A12 — ADR-005 Wave I postscript updated
Appended one line before the closing signature line:
**Phase 1.5 graduation prompts:** see
[`docs/guides/implementation/task-prompts/p1.5-delta-router-graduation.md`](...)
for the 10-sub-task plan (P1.5.1–P1.5.10) activating at R91+.
No other ADR content changed.
Pass.
A13 — No src/ changes
$ git status --porcelain | grep -E "^\s?[MA]\s+src/"
(no output)
Untracked / modified files are all under docs/. Zero src/ touches.
Pass.
A14 — Test gates
$ npm run build
> tsc
(clean; no output)
$ npm run lint
> eslint src
(clean; no output)
$ npm test
Test Suites: 1 failed, 25 passed, 26 total
Tests: 1 failed, 1084 passed, 1085 total
Time: 42.714 s
The one failure is the pre-existing startup.test.ts subprocess smoke flake
under full-suite load — confirmed non-regression by isolation run:
$ npm test -- --testPathPattern="startup.test.ts"

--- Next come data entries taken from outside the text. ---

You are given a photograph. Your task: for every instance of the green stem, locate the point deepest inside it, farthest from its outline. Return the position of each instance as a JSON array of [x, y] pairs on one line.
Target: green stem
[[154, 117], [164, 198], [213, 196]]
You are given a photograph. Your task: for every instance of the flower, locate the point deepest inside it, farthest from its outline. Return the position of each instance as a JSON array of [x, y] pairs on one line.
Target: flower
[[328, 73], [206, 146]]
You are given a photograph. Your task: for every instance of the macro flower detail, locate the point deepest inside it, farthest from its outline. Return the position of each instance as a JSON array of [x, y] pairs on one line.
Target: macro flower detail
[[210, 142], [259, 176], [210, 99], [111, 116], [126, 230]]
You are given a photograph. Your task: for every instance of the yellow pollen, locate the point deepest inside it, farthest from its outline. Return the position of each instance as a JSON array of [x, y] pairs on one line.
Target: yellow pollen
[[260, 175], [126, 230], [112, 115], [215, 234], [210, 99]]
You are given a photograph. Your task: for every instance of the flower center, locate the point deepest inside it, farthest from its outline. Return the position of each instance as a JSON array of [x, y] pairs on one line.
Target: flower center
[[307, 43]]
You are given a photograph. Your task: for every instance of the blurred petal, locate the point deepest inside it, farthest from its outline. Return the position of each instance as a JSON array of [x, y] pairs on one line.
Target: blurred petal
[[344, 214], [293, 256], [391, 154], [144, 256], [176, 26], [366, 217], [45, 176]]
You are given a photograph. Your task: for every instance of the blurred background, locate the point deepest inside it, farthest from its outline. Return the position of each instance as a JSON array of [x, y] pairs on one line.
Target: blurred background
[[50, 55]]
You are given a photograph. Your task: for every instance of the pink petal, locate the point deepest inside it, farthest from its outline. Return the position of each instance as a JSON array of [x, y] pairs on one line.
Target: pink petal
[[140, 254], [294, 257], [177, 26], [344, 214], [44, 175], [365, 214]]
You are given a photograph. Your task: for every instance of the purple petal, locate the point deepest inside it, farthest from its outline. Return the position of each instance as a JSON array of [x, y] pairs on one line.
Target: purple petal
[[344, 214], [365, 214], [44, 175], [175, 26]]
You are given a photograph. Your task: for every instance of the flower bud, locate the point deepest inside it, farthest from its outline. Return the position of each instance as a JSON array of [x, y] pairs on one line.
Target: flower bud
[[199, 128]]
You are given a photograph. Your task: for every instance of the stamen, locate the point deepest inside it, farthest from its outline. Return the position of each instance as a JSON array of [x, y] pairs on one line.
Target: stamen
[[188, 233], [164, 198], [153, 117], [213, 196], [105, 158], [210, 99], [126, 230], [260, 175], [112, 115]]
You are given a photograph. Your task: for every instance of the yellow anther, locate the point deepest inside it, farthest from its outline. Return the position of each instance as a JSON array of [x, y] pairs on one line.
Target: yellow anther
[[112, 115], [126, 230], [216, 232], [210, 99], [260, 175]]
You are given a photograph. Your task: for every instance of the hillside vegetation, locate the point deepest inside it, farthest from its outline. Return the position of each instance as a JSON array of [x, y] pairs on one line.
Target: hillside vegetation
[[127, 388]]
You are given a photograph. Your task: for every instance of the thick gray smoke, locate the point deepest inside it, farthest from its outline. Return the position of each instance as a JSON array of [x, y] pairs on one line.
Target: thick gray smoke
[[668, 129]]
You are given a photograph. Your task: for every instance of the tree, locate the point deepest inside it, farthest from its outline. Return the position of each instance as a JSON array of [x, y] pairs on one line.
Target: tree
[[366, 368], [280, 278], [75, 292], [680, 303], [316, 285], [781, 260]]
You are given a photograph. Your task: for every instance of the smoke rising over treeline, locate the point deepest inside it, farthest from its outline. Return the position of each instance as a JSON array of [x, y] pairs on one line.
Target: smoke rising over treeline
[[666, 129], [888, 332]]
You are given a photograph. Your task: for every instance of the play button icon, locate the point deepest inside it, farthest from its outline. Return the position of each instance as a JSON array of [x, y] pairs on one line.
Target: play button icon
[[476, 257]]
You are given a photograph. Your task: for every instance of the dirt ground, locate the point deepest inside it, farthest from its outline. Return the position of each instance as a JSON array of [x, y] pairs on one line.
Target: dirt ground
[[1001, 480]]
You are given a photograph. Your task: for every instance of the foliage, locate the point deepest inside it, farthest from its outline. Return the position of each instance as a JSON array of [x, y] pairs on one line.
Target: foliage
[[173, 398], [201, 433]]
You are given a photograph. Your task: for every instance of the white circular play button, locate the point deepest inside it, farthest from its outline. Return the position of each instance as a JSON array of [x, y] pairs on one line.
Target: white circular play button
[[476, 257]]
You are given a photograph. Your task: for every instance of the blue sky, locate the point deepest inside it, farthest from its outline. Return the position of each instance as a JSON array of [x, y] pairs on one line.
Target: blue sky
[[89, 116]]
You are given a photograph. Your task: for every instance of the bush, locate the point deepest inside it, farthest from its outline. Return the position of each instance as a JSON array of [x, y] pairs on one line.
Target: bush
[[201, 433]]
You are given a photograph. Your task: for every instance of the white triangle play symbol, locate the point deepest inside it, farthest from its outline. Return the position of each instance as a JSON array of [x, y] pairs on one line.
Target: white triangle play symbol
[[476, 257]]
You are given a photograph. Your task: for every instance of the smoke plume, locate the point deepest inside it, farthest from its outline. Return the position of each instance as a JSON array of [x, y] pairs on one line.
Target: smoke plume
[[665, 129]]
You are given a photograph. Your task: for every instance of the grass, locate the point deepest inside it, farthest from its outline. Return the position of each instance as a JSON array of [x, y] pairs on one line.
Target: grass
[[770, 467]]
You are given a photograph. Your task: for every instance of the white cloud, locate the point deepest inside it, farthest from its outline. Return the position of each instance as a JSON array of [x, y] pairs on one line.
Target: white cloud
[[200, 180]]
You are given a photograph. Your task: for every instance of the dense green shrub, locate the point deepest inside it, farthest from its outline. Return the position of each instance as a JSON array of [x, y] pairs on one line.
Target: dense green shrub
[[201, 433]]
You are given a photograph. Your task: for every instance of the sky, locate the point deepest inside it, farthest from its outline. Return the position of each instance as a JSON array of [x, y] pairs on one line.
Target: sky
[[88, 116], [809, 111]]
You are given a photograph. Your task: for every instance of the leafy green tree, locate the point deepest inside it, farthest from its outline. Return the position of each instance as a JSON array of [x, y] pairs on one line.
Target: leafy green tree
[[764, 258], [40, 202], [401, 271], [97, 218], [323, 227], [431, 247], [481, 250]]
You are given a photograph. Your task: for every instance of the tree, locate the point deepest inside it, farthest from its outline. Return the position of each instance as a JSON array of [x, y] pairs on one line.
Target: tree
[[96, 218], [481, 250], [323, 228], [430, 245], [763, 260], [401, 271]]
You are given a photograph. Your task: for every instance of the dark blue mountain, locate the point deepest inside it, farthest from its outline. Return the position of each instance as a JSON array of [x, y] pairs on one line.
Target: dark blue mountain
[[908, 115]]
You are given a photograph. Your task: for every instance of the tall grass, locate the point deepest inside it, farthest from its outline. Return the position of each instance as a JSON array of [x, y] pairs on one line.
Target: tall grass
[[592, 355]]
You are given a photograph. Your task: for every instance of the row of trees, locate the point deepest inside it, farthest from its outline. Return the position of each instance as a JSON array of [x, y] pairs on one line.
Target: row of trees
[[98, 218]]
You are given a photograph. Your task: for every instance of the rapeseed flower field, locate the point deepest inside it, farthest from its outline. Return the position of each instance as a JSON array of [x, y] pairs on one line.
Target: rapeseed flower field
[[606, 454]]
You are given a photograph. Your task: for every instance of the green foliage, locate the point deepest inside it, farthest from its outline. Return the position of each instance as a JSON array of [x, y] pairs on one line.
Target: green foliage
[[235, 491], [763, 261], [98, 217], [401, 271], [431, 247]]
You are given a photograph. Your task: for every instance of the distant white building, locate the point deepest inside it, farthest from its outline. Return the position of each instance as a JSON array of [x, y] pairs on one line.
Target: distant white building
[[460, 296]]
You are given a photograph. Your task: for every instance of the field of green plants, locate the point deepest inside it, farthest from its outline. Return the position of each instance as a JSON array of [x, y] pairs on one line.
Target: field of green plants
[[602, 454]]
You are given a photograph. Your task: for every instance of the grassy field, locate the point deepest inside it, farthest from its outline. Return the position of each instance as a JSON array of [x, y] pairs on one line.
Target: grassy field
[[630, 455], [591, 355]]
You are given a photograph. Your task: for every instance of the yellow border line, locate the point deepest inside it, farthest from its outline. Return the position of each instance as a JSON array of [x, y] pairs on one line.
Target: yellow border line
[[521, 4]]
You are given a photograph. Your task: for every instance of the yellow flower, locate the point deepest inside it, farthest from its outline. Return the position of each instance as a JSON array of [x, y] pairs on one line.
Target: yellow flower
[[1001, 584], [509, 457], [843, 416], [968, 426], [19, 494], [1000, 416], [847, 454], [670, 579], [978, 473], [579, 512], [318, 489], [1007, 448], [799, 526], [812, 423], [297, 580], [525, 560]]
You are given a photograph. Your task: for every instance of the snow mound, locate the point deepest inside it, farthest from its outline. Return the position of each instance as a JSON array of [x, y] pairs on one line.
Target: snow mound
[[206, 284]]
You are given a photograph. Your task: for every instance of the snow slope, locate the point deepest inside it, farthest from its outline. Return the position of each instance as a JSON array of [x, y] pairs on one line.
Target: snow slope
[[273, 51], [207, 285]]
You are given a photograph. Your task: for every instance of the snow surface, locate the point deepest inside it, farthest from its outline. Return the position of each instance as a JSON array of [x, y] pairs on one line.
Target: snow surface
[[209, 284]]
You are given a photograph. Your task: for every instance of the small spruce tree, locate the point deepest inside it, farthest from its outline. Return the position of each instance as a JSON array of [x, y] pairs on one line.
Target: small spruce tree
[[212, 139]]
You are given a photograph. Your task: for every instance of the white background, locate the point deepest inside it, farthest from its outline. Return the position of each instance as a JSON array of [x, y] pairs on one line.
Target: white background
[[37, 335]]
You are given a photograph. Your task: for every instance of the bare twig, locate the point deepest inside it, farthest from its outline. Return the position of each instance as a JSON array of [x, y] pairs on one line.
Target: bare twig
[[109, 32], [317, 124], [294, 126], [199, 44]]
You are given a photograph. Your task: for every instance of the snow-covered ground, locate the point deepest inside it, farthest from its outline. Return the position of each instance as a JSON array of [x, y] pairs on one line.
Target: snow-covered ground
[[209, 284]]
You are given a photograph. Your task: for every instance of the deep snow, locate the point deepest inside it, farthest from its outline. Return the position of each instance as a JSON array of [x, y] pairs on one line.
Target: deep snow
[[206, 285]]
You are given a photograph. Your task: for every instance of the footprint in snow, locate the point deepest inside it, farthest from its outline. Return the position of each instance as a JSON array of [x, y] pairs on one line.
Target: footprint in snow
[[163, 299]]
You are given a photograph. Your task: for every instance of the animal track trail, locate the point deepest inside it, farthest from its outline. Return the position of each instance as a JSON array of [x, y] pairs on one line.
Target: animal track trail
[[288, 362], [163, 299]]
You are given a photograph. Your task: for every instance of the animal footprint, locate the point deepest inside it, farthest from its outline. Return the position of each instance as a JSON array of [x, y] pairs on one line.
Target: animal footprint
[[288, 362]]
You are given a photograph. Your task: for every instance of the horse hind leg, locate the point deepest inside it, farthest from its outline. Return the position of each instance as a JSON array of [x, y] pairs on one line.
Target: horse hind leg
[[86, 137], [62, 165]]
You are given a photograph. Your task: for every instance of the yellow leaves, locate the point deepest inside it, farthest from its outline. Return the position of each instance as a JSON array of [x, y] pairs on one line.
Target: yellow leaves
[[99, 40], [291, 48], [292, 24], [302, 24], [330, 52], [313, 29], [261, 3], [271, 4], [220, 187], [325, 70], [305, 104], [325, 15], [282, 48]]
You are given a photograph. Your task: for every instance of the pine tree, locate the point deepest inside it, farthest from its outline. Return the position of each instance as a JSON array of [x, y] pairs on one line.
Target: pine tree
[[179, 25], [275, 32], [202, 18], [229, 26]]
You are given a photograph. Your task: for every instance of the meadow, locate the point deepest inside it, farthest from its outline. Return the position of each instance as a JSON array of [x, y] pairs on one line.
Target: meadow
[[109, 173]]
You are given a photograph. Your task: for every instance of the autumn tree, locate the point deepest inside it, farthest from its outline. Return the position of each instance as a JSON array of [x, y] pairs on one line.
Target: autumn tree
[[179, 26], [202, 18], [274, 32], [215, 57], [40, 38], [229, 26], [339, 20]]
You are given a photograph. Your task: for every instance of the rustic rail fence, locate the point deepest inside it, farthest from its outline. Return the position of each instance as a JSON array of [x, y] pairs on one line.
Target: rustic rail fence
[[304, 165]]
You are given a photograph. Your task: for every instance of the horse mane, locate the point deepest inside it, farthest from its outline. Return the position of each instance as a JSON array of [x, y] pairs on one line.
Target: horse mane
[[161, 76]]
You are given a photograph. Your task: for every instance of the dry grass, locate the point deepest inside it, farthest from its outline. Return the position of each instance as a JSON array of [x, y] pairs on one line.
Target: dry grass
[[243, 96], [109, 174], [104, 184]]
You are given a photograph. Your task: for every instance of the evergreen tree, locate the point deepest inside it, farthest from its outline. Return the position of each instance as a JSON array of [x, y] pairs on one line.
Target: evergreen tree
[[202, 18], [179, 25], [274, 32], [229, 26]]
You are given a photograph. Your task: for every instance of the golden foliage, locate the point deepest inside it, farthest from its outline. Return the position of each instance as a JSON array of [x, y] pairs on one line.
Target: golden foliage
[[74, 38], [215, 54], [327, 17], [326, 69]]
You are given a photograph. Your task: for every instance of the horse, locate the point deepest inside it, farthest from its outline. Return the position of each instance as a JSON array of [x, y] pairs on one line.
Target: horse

Test Suites: 1 passed, 1 total
Tests: 40 passed, 40 total
Time: 15.001 s
The same flake is documented in
C:\Users\Kamal\.claude\projects\E--AMS\memory\MEMORY.md
(“Pre-existing startup — subprocess smoke flakiness under full-suite load —
predates Wave H”) and is not introduced by this round’s docs-only edits.
Pass (with documented pre-existing flake).
2. Deliverable tree
All files are present in the worktree:
docs/
├── audits/r76-p2-delta-15-planning-audit.md ← step 1 (written)
├── contracts/r76-p2-delta-15-planning-contract.md ← step 2 (written)
├── packets/r76-p2-delta-15-planning-packet.md ← step 3 (written)
├── guides/implementation/task-prompts/
│ ├── p1.5-delta-router-graduation.md ← step 4 (NEW, 10 sub-tasks)
│ └── index.md ← step 4 (edited)
├── architecture/decisions/
│ └── ADR-005-multi-model-defer.md ← step 4 (1-line append)
└── verification/r76-p2-delta-15-planning-verification.md ← step 5 (this file)
3. Summary
- All 14 contract invariants hold.
npm run build && npm run lint && npm testexit statuses: 0 / 0 / 1 (1 pre-existing flake; 1084/1085 passing, same ase455b00abaseline — no regression).- 10 sub-task prompts ready for R91+ dispatch.
- ADR-005 now points readers directly at the graduation plan.
- No
src/modifications in this round.
R76.P2 complete. Proceeding to commit + PR per the task brief.
Written 2026-04-18 as step 5 of the R76.P2 5-step chain.